- Flag
- Elstree and Borehamwood Location within Hertfordshire
- Interactive map of Elstree and Borehamwood
- Area: 5.315 sq mi (13.77 km^{2})
- Population: 41,423 (2021)
- • Density: 7,794/sq mi (3,009/km^{2})
- OS grid reference: TQ195975
- • London: 12 mi (19 km) SE
- Civil parish: Elstree and Borehamwood;
- District: Hertsmere;
- Shire county: Hertfordshire;
- Region: East;
- Country: England
- Sovereign state: United Kingdom
- Post town: BOREHAMWOOD
- Postcode district: WD6
- Dialling code: 020
- Police: Hertfordshire
- Fire: Hertfordshire
- Ambulance: East of England
- UK Parliament: Hertsmere;
- Website: Elstree and Borehamwood Town Council

= Elstree and Borehamwood =

Civil parish in Hertfordshire, England

Elstree and Borehamwood is a civil parish in the Hertsmere district, in Hertfordshire, England. Located approximately 12 mi northwest of central London and adjacent to the Greater London boundary, it is an urbanised parish with suburban residential development, some open land and light industry. Elstree and Borehamwood is a recent renaming of the ancient parish of Elstree, covering the settlements of Elstree and Borehamwood. Formed in 1894 as the Elstree Parish Council, the local council is Elstree and Borehamwood Town Council. One of the most populous civil parishes in England, at the 2021 census it had a population of 41,423.

==History==
Elstree was an ancient parish in the Cashio Hundred of Hertfordshire. In 1894 it became part of the Barnet Rural District and the Elstree Parish Council was formed. Barnet Rural District became Elstree Rural District in 1941. The parish was part of the review area of the Royal Commission on Local Government in Greater London, however it did not form part of the proposed Greater London area. In 1974 the parish became part of the Borough of Hertsmere. The Local Government Act 1972 permitted parish councils to become town councils and provided a mechanism for the name of the parish to be changed if the district council was in agreement.
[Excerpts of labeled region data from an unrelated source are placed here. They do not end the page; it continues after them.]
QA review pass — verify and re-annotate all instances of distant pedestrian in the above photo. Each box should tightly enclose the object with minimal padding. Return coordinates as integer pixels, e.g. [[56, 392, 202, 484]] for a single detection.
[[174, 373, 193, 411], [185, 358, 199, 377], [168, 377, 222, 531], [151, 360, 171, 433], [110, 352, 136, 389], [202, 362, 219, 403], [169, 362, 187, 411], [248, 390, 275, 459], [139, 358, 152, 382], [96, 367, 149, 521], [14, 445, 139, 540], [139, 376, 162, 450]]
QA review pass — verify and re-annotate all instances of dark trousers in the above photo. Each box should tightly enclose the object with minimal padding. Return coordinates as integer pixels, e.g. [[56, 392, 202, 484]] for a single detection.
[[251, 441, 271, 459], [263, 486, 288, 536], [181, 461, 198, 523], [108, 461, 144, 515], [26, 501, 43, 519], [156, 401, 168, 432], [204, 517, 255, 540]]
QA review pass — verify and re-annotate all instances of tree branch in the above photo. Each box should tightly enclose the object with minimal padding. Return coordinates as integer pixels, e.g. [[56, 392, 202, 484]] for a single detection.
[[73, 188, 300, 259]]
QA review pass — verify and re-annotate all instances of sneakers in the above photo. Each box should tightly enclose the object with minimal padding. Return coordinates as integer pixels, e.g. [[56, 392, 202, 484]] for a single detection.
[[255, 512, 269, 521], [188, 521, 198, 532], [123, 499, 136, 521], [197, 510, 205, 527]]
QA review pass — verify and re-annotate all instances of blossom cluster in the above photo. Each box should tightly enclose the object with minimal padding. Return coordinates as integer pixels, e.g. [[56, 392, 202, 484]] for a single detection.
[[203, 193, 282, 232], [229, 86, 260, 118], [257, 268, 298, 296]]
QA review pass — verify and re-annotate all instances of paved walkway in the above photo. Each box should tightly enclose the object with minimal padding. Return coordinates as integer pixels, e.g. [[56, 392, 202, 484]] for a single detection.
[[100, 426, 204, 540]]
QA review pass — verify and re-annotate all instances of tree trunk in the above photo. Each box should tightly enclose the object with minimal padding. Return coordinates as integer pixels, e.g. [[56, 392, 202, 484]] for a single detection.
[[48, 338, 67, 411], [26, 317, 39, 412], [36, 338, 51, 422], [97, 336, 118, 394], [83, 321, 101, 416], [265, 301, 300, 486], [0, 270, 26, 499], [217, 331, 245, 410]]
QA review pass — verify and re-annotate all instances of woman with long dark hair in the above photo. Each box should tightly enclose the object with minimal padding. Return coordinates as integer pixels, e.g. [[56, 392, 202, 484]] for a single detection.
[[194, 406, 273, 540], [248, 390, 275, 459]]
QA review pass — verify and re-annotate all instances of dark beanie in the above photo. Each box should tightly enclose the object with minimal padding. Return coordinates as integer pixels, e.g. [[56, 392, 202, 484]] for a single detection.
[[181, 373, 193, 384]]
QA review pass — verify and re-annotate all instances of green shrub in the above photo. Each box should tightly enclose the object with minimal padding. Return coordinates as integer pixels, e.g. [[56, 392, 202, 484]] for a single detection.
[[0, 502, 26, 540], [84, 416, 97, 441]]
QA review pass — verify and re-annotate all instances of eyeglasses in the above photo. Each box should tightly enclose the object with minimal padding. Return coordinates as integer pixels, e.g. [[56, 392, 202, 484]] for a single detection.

The parish name was subsequently changed to Elstree and Borehamwood on 24 February 1982. The parish council became Elstree and Borehamwood Town Council.

The boundaries of Elstree and Borehamwood were adjusted on 1 April 1993 when part of the village of Elstree was transferred from Greater London, and the boroughs of Barnet and Harrow to Hertfordshire.

==Government==
The local council is Elstree and Borehamwood Town Council. The council offices are located at Fairway Hall, Brook Close. The parish has thirteen councillors. It is divided into the five wards of Brookmeadow (electing three councillors), Cowley Hill (three councillors), Elstree (two councillors), Hillside (three councillors) and Kenilworth (two councillors).

==Geography==

Map of the parish

The civil parish is 5.315 sqmi. It is located approximately 12 mi northwest of central London and is adjacent to the Greater London boundary in the south and east. It is predominantly residential development with some light industry and open land in the Metropolitan Green Belt. The parish includes the settlements of Elstree and Borehamwood, which are divided from each other by the Midland Main Line. For postal addresses, the parish is almost entirely within the Borehamwood post town and the WD6 postcode district. The Elstree telephone exchange building is within 12.5 mi of Oxford Circus and subscriber numbers therefore use the 020 code.

==Transport==
Elstree & Borehamwood railway station is located between the two main settlements on the Thameslink route from Bedford to Brighton via Central London. Although outside Greater London, the railway station is in London fare zone 6 for Travelcard and Oyster card fares, and the area is served by London Buses routes 107 and 292, providing connections to Arkley, Chipping Barnet, Colindale, Edgware and New Barnet.